RAID-5 Dual Disk Failure: Recovery Strategies and Low-Level mdadm Commands for Linux Sysadmins


1 views

When two disks fail simultaneously in a RAID-5 array (especially with large 3TB SATA drives), we're dealing with one of the worst-case scenarios for storage administrators.

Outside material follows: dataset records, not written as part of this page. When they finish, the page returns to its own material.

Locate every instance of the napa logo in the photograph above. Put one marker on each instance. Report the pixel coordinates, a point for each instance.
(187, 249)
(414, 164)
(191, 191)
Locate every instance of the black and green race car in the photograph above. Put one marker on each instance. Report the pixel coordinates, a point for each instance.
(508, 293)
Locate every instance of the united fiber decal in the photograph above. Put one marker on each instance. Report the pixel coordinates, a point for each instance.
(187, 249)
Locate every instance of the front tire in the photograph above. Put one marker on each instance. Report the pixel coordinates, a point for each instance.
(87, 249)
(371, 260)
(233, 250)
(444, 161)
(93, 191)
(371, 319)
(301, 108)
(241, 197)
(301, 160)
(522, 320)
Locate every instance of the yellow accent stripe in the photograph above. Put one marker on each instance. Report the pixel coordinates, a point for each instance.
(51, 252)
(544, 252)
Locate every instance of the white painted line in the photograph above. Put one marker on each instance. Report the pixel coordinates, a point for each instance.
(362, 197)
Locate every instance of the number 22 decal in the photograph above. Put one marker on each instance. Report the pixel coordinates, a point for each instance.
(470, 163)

The Dell PERC controller's behavior you're observing - where one disk shows as "missing" and another as "degraded" - suggests possible controller firmware issues combined with actual disk failures.

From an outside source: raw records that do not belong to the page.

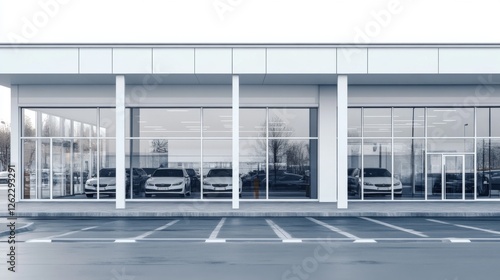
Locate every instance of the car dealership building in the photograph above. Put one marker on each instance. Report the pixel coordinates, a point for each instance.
(327, 123)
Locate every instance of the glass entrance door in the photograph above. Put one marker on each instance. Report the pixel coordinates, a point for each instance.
(453, 177)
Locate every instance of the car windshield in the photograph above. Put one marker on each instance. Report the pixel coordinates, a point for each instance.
(168, 173)
(376, 172)
(107, 173)
(220, 173)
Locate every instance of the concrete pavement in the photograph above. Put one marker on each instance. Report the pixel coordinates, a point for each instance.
(253, 209)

Possible failure sequences:

1. Disk 1 fails completely (electrical/mechanical)
2. During rebuild attempt, Disk 3 experiences URE (Unrecoverable Read Error)
3. Controller marks Disk 3 as degraded due to timeout
4. Rebuild stalls at 1% because parity data is now corrupted

First, examine the array status without relying on the PERC BIOS:

# Install mdadm if not present
yum install mdadm -y

# Examine array components
mdadm --examine /dev/sd[b-f] | grep -A5 "Event"

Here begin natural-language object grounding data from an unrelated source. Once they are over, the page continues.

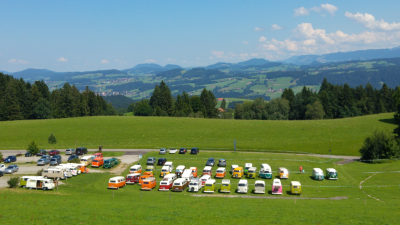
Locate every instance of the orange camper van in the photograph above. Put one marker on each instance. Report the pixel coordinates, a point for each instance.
(143, 177)
(98, 162)
(148, 184)
(116, 182)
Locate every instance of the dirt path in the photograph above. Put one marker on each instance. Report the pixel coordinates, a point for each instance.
(268, 197)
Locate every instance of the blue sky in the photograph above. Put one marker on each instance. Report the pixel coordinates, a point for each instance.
(94, 35)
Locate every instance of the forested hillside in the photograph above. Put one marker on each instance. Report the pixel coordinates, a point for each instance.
(23, 100)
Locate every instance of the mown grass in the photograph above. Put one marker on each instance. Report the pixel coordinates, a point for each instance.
(129, 205)
(342, 136)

# Force assemble in degraded mode
mdadm --assemble --force /dev/md0 /dev/sd[b,c,d,e,f] --verbose

If standard rebuild fails, try reconstructing metadata:

# Create new array with same parameters
mdadm --create --verbose /dev/md0 --level=5 --raid-devices=5 \\
--force /dev/sd[b,c,d,e,f]

# Then attempt file system check
fsck -vy /dev/md0

Check SMART data on remaining drives:

smartctl -a /dev/sdb | grep -i "reallocated\|pending\|uncorrectable"
for disk in b c d e f; do
    smartctl -H /dev/sd${disk} | grep "test result"
done

If all DIY methods fail and data is critical, professional services can:

  • Read platters directly in clean rooms
  • Reconstruct sector-by-sector using specialized hardware
  • Handle firmware corruption cases

For future setups, consider migrating to RAID-6 or ZFS with proper monitoring:

# Example ZFS pool creation
zpool create tank raidz2 sdb sdc sdd sde sdf
zpool status -v



When two disks fail simultaneously in a RAID-5 array (especially during rebuild operations), you're facing one of storage administration's worst-case scenarios. The mathematical probability isn't as low as you'd hope - research shows a 22% chance of second disk failure during rebuild on large SATA arrays (StorageReview, 2021).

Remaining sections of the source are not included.